Sports Illustrated reports that the former University of Colorado Buffs football coach has contacted Saudi Arabian officials to secure funding for the school’s 5430 NIL organization.
Trevor Riley, who resigned as special teams coordinator on Aug. 1, told SI that he traveled to the Middle East during the holidays as a representative of CU football and lobbied the country’s Public Investment Fund (PIF) for financial assistance with name, image and likeness rights, a ploy that ultimately failed, SI reported.
The University of Colorado athletic department released a statement Thursday afternoon regarding the reports, saying, “Trevor Riley himself stated that he acted on his own initiative and is no longer an employee of the university.”
The newspaper said it obtained a resignation letter sent by Riley, who previously worked with CU head coach Deion Sanders at Jackson State, to CU athletic director Rick George that mentioned the trip to Saudi Arabia.
“The arrangement was that because I did all the NIL work in Jackson and led us to success, you would pay me a moderate salary, make me your special teams coordinator and allow me time to work on NIL activities,” Riley wrote in the report.
“You paid me $90,000 a year, put me in charge of a special team, I did all this work in your name and I was told to keep doing it. I exhausted all my connections in the Mormon community, worth about $3 trillion, and now these people are not returning my calls because today I learned that none of my efforts are going to come to fruition.
“I went to Saudi Arabia and met with Saudis interested in doing business with them. I have email records to prove it, and you totally ignored it.”

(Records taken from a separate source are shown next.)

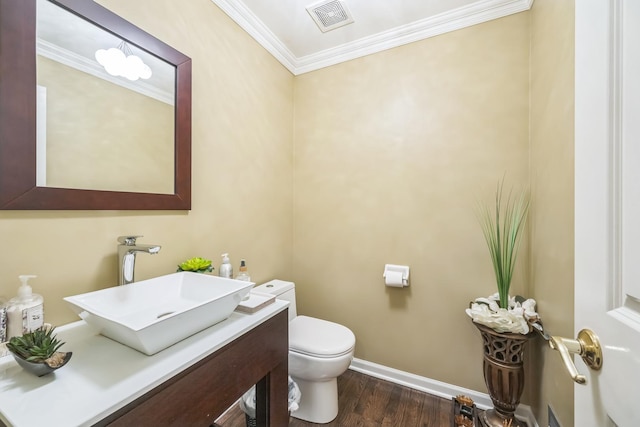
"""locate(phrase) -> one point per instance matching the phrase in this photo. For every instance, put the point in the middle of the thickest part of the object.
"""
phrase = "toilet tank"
(282, 290)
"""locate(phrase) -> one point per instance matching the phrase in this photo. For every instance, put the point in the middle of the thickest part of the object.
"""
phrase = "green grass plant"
(503, 225)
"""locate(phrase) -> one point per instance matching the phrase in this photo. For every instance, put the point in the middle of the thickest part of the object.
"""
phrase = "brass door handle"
(587, 345)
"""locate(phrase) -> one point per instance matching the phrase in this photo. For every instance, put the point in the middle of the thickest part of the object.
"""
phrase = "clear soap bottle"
(25, 312)
(226, 269)
(243, 274)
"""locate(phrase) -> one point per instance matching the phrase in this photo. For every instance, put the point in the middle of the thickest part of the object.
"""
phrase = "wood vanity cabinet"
(202, 392)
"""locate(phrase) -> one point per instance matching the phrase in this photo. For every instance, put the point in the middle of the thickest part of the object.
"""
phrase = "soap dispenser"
(243, 274)
(226, 269)
(25, 312)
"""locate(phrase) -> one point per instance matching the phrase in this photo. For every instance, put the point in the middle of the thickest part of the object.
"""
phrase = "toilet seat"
(319, 338)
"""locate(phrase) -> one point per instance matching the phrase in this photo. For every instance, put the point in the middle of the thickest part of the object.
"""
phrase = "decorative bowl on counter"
(42, 368)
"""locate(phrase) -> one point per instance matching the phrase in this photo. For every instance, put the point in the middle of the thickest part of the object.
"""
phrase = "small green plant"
(502, 227)
(36, 346)
(197, 264)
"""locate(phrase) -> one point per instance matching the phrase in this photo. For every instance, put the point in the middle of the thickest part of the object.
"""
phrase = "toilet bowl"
(319, 352)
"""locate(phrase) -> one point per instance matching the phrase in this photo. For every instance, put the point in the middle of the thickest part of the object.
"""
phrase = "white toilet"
(319, 351)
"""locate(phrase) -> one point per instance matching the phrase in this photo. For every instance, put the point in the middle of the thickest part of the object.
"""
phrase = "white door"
(607, 210)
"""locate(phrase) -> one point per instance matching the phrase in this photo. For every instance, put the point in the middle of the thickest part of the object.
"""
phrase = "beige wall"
(242, 166)
(391, 152)
(552, 237)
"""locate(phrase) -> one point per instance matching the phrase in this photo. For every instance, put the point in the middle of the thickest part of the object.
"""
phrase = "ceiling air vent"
(330, 15)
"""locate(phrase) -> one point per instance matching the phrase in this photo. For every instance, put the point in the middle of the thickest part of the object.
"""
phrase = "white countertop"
(103, 375)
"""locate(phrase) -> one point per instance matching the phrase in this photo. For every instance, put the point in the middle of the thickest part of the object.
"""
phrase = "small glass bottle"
(243, 274)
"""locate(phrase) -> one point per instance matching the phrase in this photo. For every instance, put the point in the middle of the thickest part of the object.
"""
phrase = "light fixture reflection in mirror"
(104, 129)
(120, 61)
(20, 67)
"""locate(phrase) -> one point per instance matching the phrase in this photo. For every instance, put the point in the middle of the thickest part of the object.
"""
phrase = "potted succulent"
(197, 265)
(503, 321)
(37, 351)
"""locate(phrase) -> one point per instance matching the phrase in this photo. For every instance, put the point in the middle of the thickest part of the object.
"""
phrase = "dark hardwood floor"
(366, 401)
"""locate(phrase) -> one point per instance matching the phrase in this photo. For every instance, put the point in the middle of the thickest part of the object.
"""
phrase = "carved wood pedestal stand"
(503, 374)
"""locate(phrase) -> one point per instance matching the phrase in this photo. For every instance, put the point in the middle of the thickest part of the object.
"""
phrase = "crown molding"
(80, 63)
(249, 22)
(466, 16)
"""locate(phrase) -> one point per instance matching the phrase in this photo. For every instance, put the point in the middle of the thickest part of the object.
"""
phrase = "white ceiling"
(285, 28)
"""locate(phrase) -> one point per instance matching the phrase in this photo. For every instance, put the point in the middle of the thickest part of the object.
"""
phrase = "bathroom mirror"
(72, 136)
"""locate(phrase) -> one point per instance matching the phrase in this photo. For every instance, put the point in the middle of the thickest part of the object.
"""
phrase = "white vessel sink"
(154, 314)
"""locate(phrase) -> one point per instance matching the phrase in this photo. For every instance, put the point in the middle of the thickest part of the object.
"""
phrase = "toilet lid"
(320, 338)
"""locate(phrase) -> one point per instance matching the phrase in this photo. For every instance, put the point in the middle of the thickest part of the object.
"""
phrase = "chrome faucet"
(127, 250)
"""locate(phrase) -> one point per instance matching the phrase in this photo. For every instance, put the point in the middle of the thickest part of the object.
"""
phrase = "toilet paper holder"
(395, 272)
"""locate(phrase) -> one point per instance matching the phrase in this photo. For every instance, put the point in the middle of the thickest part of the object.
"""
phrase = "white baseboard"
(437, 388)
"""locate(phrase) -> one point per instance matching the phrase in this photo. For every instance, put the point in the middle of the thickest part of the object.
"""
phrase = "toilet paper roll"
(394, 279)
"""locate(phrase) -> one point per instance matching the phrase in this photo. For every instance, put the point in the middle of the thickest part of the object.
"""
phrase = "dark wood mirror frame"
(18, 190)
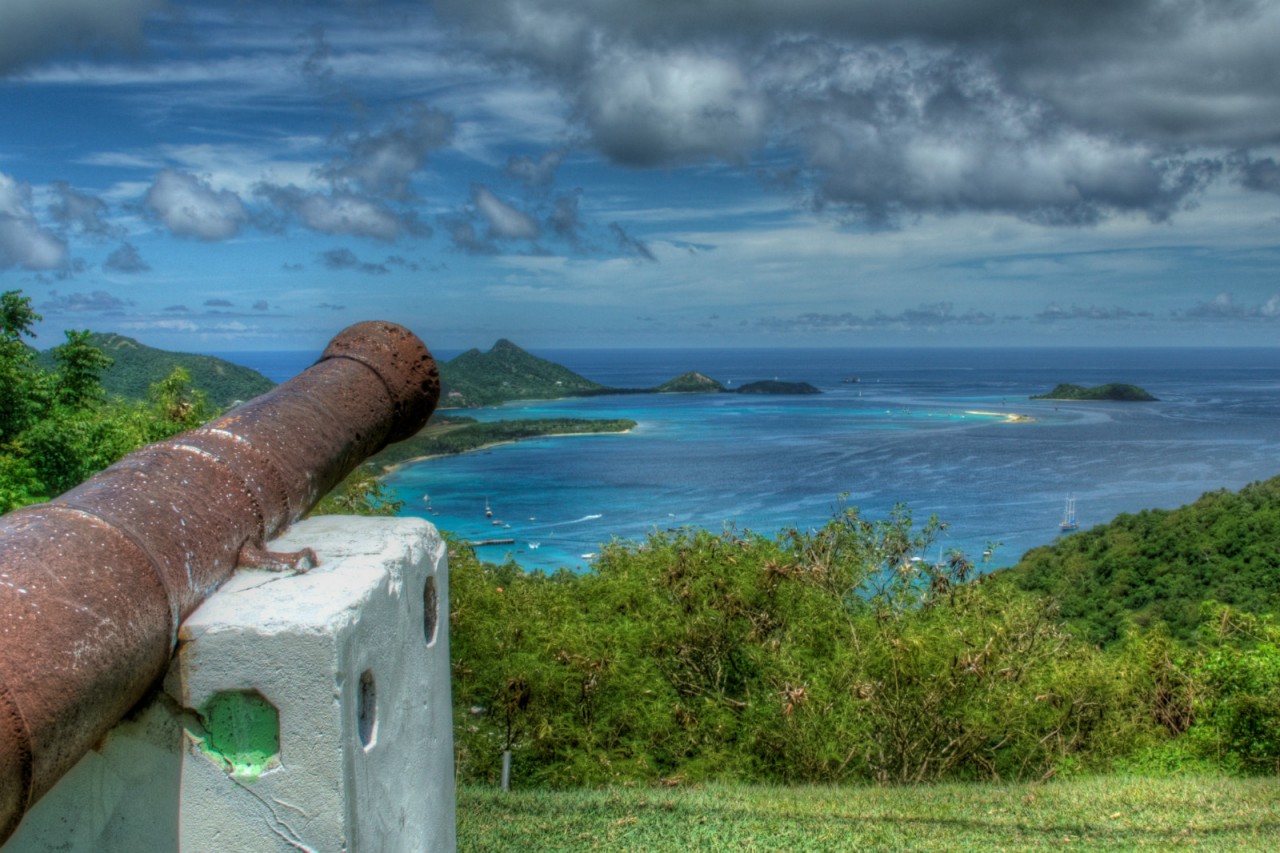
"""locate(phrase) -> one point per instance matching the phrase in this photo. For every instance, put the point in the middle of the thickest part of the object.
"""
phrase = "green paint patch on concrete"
(242, 733)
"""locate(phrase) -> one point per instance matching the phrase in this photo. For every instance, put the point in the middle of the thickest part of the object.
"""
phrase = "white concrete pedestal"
(302, 712)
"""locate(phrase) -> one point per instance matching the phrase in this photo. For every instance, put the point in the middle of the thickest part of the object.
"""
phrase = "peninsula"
(1109, 392)
(507, 373)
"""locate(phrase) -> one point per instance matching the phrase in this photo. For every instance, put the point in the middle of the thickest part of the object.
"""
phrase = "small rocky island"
(1111, 392)
(775, 387)
(507, 373)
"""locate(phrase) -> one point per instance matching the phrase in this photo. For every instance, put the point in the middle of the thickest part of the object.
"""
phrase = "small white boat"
(1069, 520)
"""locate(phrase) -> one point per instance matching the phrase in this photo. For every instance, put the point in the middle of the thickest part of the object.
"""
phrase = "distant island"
(1112, 392)
(508, 373)
(775, 387)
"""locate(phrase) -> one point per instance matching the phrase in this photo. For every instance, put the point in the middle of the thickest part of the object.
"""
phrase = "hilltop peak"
(503, 345)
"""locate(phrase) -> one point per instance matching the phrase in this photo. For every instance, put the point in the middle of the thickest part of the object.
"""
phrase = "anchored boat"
(1069, 521)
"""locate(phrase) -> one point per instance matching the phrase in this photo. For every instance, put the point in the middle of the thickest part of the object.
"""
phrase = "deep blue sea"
(903, 433)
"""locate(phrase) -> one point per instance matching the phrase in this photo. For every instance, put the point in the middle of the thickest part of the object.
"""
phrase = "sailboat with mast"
(1069, 520)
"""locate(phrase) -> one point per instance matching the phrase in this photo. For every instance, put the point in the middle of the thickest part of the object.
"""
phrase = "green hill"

NIL organizations are nonprofit organizations that operate independently while partnering with universities and their college athletic departments.
In late March, CU consolidated its NIL operations with the announcement of the 5430 Alliance, which merged two organizations into one. The Alliance combined Buffs4Life, which is for student-athletes in all sports, with the 5430 Foundation, which is solely related to the football program.
“This partnership offers potential donors the opportunity to give through membership programs that fit every budget,” the university explained in a news release.
PIF is no stranger to sports investments.
The sovereign wealth fund established LIV Golf in 2021. It has also bought English soccer club Newcastle United, launched the Saudi Professional League and invested in boxing promotions, cricket and other sports ventures.
The case has ties to Saudi Arabia’s royal family, including Crown Prince Mohammed bin Salman, who is accused of brutally murdering Washington Post journalist Jamal Khashoggi at the Saudi Arabian embassy in Turkey.